The only aspect of “The Last Thing He Told Me” that can stop you from doing so is the performances of the cast. Jennifer Garner embodies Hannah’s confidence and resolve in an effortless fashion. Her physique reflects the fact that she has the strength to take on the difficult task of woodturning and punch a hole through someone’s chest if they test her patience. Her not needing to resort to physical violence only goes to show that she has great trust in her manipulation skills and mental presence. Angourie Rice always ensures that you can empathize with Bailey because, after a certain episode (I won’t mention which one), she essentially becomes a blank slate. But instead of confounding you with Bailey’s confused state of mind, she internalizes her shock and disorientation, thereby allowing you to project your feelings on her. Nikolaj Coster-Waldau mostly appears in flashbacks to give vague bits and pieces of information, and that’s disappointing. Augusto Aguilera dominates the screen at every opportunity. The way he asserts his power in every situation is impressive. The rest of the supporting cast has some familiar faces, and all of them deliver fine performances.

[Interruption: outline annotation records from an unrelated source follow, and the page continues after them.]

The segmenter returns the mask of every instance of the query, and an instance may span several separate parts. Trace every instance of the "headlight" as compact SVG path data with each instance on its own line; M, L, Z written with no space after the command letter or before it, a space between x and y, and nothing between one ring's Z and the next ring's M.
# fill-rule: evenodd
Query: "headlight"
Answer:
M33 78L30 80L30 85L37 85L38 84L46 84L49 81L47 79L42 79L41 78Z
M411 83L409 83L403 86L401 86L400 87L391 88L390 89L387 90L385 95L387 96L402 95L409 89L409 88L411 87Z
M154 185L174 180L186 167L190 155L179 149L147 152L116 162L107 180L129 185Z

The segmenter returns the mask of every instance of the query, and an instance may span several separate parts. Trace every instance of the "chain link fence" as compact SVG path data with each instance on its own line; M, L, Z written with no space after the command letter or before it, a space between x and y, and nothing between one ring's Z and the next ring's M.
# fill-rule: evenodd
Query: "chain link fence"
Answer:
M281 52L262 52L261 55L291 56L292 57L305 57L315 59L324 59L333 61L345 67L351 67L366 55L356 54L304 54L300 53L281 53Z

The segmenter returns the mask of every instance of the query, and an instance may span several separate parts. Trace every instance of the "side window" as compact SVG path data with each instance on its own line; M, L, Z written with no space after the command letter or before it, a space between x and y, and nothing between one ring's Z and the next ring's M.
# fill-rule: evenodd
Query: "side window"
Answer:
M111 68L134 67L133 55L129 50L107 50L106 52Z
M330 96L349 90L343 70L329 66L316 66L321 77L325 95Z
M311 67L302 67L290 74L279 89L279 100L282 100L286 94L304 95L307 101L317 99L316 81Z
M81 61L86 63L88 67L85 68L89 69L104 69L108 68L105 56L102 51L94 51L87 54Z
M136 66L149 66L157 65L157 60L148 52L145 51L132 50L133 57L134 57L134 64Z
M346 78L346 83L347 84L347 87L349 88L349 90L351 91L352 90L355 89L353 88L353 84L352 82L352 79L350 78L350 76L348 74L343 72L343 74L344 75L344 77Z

The miniseries spends a large amount of its running time building up its big bad villain, because of whom Owen has vanished into thin air. At the end, all we get is some more of that buildup and an unceremonious end to Hannah and Bailey’s journeys. Now, you can say that it’s a cliche to go for an explosive showdown because that’s what every other mystery thriller does. Here’s my counterpoint. If you’ve spent around 7 hours repurposing every cliche in the history of the mystery genre as well as the thriller genre, the least that you can do is give the viewers a banger of an ending. At least then, we’d have something to remember the show by. You have to earn your anticlimactic closing ceremony. You can’t just do it in the hopes of coming off as an outlier amongst every piece of “content” that’s trying to take viewers on a twisted ride, as it’s better to be cliche than to be deemed pretentious as hell. With all that said, please watch the miniseries on Apple TV+, form your own opinion, and let us know what you think about it.